Es la mejor estación de nuestras vidas,
acaso como todas, pero algo después.
Comienza a verse casi
en el mismo instante de sentirse
y va espaciando sus colores ocres,
marrones pardos y amarillos ácidos
hasta el ópalo último en que aparece el gris.
Vamos despacio por sus desfiladeros perfumados
y miramos el fondo de cuanto antes era superficie
y nos sentimos mal: vemos
las rosas dentro del mango del paraguas
como, en el ruido de bronce de la lluvia, escuchamos
no las gotas que pasan sino el ruido del mar.
Estamos en su calle y lo sabemos y buscamos ansiosos
el olvidado número de lo que fue su casa
y el recuerdo de lo que fue la vida
constituye nuestra única idea de la realidad.
Estamos solos, pero ya lo supimos
cuando el amor crecía como la inteligencia
y las ruletas rusas de los trenes
y de los transatlánticos daban vueltas
y vueltas como un vals. Todo giraba
sobre un difuso centro y las fichas y bolas se movían
sin que los ojos pudieran distinguir
qué era nuestro yo y qué su movimiento.
La ruleta y la bola forman en la retina
una unidad suspensa, una ciega corriente espiriforme,
un huso ácimo, un cielo transitorio, una
esperanza firme de que la bola,
en un momento u otro, en un punto u otro
y en un número u otro, al fin se detendrá.
Pero no se detiene,
porque ruleta y bola tienen su propio movimiento
y el juego consiste en no saber el número,
ni el color ni el día ni el lugar.
Vivimos en la lengua.

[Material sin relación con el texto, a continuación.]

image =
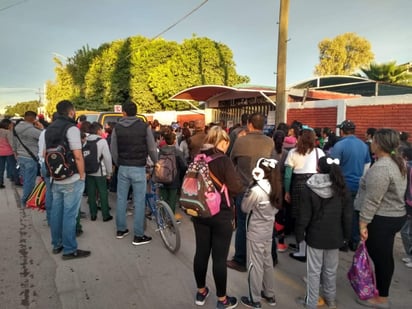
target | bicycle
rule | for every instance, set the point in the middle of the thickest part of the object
(164, 218)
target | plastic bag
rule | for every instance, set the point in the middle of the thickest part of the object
(361, 275)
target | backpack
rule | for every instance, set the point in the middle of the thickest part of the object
(361, 275)
(199, 196)
(165, 170)
(92, 163)
(408, 193)
(60, 161)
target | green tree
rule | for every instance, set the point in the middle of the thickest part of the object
(198, 61)
(20, 108)
(343, 55)
(388, 72)
(63, 88)
(146, 71)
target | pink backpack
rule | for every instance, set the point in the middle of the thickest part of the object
(361, 275)
(199, 196)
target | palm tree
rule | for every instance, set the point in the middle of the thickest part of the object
(388, 72)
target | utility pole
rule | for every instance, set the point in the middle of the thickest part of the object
(281, 98)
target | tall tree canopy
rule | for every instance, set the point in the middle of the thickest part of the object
(343, 55)
(147, 71)
(20, 108)
(388, 72)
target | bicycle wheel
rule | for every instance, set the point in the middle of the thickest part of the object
(167, 225)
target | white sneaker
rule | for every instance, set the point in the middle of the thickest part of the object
(407, 260)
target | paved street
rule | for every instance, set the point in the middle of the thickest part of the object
(119, 275)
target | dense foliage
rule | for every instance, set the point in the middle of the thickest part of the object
(343, 55)
(388, 72)
(20, 108)
(146, 71)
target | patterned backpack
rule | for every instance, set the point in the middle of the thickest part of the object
(361, 275)
(199, 196)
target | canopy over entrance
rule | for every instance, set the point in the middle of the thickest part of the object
(209, 92)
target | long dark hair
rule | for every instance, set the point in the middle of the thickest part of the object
(326, 165)
(306, 142)
(388, 141)
(274, 177)
(278, 138)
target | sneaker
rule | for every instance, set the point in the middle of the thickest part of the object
(109, 218)
(141, 240)
(406, 260)
(330, 303)
(228, 303)
(282, 247)
(270, 300)
(250, 304)
(293, 247)
(122, 234)
(76, 254)
(201, 297)
(57, 250)
(236, 266)
(298, 258)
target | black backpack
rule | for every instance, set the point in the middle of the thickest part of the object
(92, 163)
(59, 160)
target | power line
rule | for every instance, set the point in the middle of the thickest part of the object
(174, 24)
(12, 5)
(181, 19)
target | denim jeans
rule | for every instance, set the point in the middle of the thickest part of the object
(136, 177)
(64, 211)
(355, 237)
(49, 193)
(240, 237)
(28, 169)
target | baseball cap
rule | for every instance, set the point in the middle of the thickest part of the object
(346, 125)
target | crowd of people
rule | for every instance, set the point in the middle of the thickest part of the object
(329, 192)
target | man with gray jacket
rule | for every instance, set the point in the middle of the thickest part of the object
(26, 139)
(96, 180)
(245, 153)
(132, 141)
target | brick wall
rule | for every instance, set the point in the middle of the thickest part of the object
(314, 117)
(395, 116)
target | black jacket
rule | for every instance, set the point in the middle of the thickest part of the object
(325, 219)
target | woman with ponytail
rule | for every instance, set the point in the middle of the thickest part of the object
(325, 223)
(382, 215)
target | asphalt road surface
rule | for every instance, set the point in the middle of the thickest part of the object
(120, 275)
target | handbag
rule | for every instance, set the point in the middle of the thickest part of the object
(361, 275)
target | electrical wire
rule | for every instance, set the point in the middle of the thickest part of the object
(174, 24)
(181, 19)
(12, 5)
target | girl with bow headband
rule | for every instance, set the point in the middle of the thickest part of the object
(261, 202)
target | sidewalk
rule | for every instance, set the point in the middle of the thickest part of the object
(120, 275)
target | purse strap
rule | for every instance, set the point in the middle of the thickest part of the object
(24, 146)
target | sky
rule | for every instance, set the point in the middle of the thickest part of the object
(32, 32)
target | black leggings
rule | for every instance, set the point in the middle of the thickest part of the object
(213, 235)
(381, 236)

O mejor:
vivimos en el recuerdo de la lengua
y somos dentro de nosotros mismos
la conciencia de otro que ya ha sido
y la sombra de alguien que nunca más será.

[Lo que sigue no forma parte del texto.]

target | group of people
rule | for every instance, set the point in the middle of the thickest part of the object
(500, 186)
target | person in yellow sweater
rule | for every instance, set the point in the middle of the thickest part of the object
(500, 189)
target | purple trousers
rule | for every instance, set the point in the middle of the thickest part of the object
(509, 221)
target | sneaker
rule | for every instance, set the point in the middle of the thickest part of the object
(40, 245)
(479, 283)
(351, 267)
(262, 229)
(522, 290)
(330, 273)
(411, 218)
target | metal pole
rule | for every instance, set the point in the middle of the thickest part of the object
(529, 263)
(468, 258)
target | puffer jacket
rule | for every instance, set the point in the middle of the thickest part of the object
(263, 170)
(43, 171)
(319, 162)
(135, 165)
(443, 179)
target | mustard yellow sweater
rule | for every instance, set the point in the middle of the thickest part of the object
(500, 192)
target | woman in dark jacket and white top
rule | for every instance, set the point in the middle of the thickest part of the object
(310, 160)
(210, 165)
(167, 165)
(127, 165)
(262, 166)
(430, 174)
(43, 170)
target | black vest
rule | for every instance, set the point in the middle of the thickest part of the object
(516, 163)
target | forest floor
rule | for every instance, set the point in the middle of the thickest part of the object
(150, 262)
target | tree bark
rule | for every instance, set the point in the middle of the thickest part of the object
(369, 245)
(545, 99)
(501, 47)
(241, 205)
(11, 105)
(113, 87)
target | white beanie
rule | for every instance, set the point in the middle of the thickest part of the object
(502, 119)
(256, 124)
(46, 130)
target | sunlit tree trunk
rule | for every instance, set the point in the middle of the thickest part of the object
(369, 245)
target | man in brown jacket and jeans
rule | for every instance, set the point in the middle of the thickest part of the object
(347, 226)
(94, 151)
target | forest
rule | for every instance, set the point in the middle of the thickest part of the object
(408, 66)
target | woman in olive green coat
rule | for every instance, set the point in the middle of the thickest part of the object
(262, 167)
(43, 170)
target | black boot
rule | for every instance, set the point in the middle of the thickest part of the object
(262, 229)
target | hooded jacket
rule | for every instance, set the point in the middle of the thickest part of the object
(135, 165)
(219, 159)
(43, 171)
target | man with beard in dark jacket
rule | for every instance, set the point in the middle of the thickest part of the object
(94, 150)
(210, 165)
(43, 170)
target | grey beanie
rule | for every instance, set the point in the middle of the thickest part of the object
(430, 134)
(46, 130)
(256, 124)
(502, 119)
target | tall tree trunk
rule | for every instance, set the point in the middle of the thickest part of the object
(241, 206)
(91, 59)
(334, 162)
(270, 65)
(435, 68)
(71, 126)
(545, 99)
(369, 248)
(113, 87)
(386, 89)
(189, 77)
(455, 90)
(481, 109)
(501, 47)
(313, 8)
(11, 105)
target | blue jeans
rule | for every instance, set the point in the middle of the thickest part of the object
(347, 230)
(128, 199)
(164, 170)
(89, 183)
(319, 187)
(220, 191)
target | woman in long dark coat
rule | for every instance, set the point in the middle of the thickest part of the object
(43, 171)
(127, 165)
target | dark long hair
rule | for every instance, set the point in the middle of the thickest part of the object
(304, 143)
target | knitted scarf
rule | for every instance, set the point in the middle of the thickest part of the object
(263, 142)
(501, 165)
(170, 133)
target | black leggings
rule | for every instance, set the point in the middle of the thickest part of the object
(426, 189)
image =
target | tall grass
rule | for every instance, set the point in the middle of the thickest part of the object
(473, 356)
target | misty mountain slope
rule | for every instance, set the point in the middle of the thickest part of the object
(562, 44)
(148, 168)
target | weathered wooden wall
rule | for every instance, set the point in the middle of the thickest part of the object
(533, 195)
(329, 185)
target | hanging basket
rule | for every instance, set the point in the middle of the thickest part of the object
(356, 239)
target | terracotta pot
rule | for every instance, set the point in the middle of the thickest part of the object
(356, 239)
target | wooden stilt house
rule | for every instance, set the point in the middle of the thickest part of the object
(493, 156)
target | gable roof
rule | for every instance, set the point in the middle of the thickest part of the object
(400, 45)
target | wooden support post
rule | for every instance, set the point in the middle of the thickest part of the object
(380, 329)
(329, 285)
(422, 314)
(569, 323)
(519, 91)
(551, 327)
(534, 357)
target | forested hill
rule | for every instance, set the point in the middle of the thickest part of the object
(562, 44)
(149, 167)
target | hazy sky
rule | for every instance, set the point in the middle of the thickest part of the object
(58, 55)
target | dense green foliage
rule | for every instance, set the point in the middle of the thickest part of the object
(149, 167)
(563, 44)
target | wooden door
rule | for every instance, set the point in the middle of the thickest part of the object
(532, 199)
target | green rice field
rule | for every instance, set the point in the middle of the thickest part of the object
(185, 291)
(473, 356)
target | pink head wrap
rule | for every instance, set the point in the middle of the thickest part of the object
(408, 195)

El otoño es la estación de nuestro personaje
porque ya no es un punto al que insomnes, tendemos
sino un amarre fijo que en el fondo espejea
y en ráfagas emite las borrosas ruinas de nuestra identidad.

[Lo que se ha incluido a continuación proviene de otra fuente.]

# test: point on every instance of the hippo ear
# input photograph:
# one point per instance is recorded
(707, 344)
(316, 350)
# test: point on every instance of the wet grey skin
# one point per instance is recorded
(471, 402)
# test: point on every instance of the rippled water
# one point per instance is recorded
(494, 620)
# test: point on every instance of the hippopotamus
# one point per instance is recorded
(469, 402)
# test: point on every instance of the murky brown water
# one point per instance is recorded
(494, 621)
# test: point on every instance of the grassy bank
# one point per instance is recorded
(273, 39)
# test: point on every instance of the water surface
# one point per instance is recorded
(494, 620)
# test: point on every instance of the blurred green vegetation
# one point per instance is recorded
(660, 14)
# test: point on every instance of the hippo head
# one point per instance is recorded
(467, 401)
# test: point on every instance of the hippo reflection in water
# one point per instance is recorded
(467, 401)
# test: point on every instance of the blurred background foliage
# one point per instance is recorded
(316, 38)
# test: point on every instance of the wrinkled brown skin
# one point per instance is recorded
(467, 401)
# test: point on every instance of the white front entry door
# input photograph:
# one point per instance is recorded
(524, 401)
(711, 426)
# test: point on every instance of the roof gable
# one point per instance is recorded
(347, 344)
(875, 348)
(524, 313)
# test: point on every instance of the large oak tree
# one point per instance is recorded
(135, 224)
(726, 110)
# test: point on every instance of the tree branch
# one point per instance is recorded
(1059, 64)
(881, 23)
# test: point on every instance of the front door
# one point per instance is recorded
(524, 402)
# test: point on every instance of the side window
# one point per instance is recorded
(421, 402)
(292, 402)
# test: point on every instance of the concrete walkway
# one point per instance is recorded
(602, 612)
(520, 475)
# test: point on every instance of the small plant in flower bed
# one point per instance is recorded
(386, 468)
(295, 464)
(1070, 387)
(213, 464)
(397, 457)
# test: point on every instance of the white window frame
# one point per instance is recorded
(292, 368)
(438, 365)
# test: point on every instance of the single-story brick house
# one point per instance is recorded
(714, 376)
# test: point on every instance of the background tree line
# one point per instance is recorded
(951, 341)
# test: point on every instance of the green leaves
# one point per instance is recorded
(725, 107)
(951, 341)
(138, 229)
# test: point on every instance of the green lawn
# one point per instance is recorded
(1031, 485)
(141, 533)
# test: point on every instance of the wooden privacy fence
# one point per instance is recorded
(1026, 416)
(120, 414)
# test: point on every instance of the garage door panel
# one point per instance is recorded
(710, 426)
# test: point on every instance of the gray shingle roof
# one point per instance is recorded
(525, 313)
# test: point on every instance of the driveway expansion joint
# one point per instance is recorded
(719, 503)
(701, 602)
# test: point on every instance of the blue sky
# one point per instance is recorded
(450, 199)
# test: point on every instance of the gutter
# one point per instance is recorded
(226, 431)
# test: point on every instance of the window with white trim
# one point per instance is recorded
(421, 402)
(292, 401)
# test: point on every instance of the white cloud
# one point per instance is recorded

Entre pecios hundidos y restos de naufragios
el yo repasa su número de cuenta
y ve cómo los ceros se anulan en la cifra sin números
del amor a la vida que siempre, siempre, queda
en la lejana luz de las orillas
o en la arena que brilla cada vez más allá.
Otoño es el lenguaje del yo hacia su pérdida,
donde no caen las hojas sino el ser del pensar.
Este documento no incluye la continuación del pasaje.